Het hangt onder meer af van de vraag naar windenergie op zee en of het mogelijk is om het energiesysteem flexibeler te maken zodat we goed kunnen omgaan met de natuurlijke schommelingen in het aanbod van zon en wind. De laatste informatie over de situatie na 2030 is hier te vinden.
Plannen Verenigd Koninkrijk
Met 36% van het totaal geïnstalleerde vermogen in de wereld is het Verenigd Koninkrijk een leider te noemen op het gebied van windenergie op zee. In 2018 leverde het Verenigd Koninkrijk 45% van de totale Europese capaciteit aan windenergie. Ook bevonden zich 38 operationele windparken op zee en kwam er in dit jaar weer 1.8 GW bij. Het totale vermogen van wind op zee in de Britse wateren bedraagt momenteel 9.9 GW.
Het Britse ministerie van Energie kondigde in september 2019 een nieuwe aanbestedingsronde aan (Round 4 genaamd) voor ten minste 7 GW aan nieuw vermogen aan offshore windparken. Deze aanbestedingsronde startte in oktober 2019 en liep tot de herfst van 2020. De ambitie was om in 2030 tenminste 30 GW aan windenergie te produceren. Deze ambitie is inmiddels verhoogd tot 40 GW zoals valt te lezen in dit artikel.
Voor de vissers die in Brits water komen is het belangrijk om alle actuele ontwikkelingen te volgen. Er zijn volop bouwwerkzaamheden en men is bezig met surveys. Via de site en app van Kingfisher kan een visser de Britse berichten ontvangen. De kaart die op deze site staat kan een visser helpen om inzicht te krijgen of er voor de komende periode voor een gebied berichten zijn afgegeven. Verder kan een visser een account aanmaken en aangeven in welke gebieden hij actief is en welke alerts hij wil ontvangen.

Plannen België
Informatie over de ontwikkelingen van windmolenparken in de Belgische Noordzee is te vinden op de website van het Belgian Offshore Platform (BOP). Dit is de vereniging van investeerders en eigenaars van windmolenparken in het Belgische deel van de Noordzee. Het BOP werd in 2011 opgericht om de ontwikkeling van windenergie in de Belgische Noordzee te bepleiten. Op de website van BOP is ook informatie over de ontwikkelingen van de windmolenparken in de Belgische Noordzee te vinden.

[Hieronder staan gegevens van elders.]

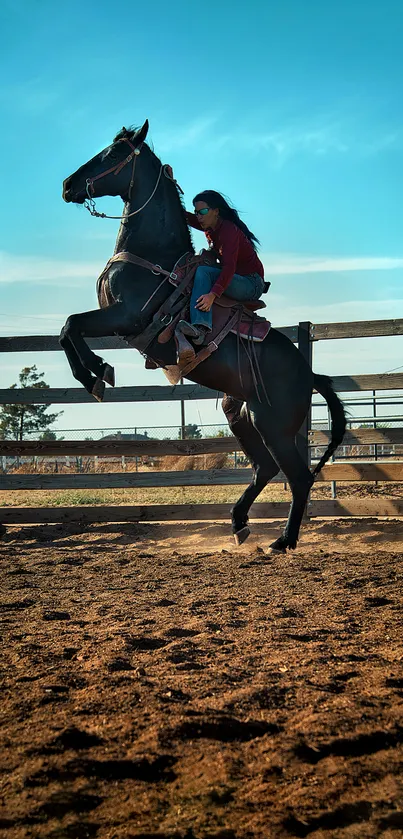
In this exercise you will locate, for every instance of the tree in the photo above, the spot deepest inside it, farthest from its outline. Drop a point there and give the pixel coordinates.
(17, 421)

Offshore windturbines in België vertegenwoordigen eind 2020 bijna 2.3 GW geïnstalleerde capaciteit in de Noordzee. Dit vertegenwoordigt ongeveer 10% van de totale elektriciteitsvraag van België. Na 2020 gaat de capaciteit offshore wind in de Noordzee stijgen tot 4.5 GW.
Plannen Duitsland
Duitsland heeft de doelstelling voor offshore windenergie verhoogd van 15 naar 20 GW in 2030. Dit betekent dat het federale bureau voor de scheepvaart en hydrografie (BSH) het gebiedsontwikkelingsplan voor de Noordzee en de Baltische zee bijwerkt. Hiervoor identificeren ze nieuwe gebieden die nodig zijn om de doelstelling van 20 GW windenergie op zee te halen. Dit is ook te lezen in dit artikel. BSH heeft een website waarop actuele informatie over de windmolenparken op zee te vinden is.

Plannen Denemarken
Denemarken was het eerste land met een windmolenpark op zee, namelijk het windmolenpark Vindeby. Daarnaast had Denemarken ook het eerste grootschalige windmolenpark in de vorm van Horns Rev 1. Dit park werd opgeleverd in 2002. Het Deense Energie Agentschap heeft een website met het laatste nieuws over windmolenparken op zee voor het Deense deel van de Noordzee.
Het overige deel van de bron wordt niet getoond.